Feeding will have triggered a brood expansion. All the colonies had some sealed brood, and plenty of eggs but few larvae so the workers were restricting the brood because of the lack of incoming nectar.  This new brood will develop in a low mite environment now and I hope will be healthy winter bees which will survive until March. When you have given them all the syrup they need and removed the feeders heft the hive again so you get a feel of its weight and have something to compare with later in the winter. In my final check I also noted the colour of the comb and those with dark comb will be shook swarmed in the spring. I suspect several will move up into the supers, of which I have left them two in some cases (brood and a half plus super of honey/stores) and it will be a simple matter of removing the old abandoned brood box in the spring.  It’s much easier and less stressful for them than shook swarming; I will then continue to run the colony on supers; uniform frame size and lighter to lift. Also easier to inspect for queen cells which they often put on the bottom bars of supers.
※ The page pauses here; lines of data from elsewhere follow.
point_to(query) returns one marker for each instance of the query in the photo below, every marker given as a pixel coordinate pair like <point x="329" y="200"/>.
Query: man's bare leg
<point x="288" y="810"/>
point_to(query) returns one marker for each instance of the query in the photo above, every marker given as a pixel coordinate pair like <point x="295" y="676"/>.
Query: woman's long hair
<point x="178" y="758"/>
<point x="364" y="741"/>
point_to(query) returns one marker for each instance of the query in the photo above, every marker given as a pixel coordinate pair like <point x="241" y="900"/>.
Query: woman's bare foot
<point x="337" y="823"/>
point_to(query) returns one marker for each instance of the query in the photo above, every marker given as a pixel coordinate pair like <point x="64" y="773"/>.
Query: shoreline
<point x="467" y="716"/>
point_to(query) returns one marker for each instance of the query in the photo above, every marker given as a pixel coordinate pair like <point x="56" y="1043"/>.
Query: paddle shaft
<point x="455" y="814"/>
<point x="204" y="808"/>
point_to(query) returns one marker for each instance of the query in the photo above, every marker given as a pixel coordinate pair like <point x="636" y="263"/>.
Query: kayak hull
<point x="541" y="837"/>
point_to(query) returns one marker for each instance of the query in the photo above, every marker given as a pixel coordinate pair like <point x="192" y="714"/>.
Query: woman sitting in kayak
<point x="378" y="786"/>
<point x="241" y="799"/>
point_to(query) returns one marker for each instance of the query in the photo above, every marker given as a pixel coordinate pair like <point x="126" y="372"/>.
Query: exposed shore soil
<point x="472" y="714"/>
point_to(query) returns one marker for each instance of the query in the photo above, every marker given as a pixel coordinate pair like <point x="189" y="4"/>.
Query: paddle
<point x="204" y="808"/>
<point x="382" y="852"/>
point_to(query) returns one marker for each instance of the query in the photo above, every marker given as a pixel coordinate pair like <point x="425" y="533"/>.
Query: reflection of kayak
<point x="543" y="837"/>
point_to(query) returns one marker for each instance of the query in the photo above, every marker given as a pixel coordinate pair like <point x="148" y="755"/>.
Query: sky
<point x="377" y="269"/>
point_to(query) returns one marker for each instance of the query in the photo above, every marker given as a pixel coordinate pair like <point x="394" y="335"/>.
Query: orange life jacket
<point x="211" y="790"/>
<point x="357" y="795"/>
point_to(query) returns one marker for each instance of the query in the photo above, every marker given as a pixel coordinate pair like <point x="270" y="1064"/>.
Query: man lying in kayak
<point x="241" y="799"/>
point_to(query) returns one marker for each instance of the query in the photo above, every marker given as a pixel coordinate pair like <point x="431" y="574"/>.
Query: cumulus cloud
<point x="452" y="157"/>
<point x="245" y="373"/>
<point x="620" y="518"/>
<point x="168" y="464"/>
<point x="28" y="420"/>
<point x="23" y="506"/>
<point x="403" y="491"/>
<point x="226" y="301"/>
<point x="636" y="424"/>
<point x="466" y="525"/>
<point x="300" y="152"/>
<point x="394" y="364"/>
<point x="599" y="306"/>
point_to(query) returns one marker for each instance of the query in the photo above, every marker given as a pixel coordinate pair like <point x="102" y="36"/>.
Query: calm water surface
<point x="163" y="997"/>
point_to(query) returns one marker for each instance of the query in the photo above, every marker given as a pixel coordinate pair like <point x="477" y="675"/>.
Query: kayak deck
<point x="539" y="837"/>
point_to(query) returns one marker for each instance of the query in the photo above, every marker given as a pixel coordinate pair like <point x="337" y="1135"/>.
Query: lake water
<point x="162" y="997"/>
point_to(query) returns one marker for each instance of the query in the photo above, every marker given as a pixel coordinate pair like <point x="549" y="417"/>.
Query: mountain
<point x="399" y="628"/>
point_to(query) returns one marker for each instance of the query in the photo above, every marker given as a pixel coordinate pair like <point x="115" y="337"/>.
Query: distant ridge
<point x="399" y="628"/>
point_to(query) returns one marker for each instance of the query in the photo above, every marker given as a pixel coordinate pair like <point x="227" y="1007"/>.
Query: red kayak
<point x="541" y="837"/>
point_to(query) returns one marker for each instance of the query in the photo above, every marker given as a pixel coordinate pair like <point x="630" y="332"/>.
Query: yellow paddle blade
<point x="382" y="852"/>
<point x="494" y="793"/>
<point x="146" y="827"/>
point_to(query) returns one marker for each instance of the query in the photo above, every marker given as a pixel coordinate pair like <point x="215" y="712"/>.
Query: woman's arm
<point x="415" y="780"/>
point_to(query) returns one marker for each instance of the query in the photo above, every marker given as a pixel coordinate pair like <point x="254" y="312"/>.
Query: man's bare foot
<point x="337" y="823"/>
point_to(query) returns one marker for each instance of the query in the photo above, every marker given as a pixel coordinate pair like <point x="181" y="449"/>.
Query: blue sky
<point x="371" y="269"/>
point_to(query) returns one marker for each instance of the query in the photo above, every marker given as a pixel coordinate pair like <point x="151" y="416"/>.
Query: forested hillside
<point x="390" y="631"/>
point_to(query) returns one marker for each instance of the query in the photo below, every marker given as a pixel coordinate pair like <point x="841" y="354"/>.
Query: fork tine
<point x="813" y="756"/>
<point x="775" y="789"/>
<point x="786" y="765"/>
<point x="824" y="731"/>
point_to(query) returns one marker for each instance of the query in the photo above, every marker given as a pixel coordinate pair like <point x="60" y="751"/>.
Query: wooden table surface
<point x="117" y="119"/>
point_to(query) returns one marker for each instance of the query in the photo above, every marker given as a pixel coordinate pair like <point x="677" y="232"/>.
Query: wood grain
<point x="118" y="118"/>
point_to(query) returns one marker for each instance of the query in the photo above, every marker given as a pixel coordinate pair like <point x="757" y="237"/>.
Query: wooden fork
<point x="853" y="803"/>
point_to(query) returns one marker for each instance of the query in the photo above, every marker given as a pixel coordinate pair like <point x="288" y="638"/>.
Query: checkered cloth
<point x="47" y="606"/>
Now is the time to sterilise supers with acetic acid if there is a chance they will go onto different colonies next year and do any maintenance; repairing gaps etc. if required, and cleaning everything up ready for next year. Put on mouse guards, insulation, netting against woodpeckers if they are a problem and strap or put weights on the lids of hives in exposed areas. Don't forget to check the entrances are clear on a regular basis. Then process that recycled wax to make candles in time for Christmas, rack your mead, make your cosmetics, get your best honey ready for show and generally enjoy the products of your (and the bees') labours this year. Don’t forget to book your place at the SBKA Convention on 25th November at Uckfield.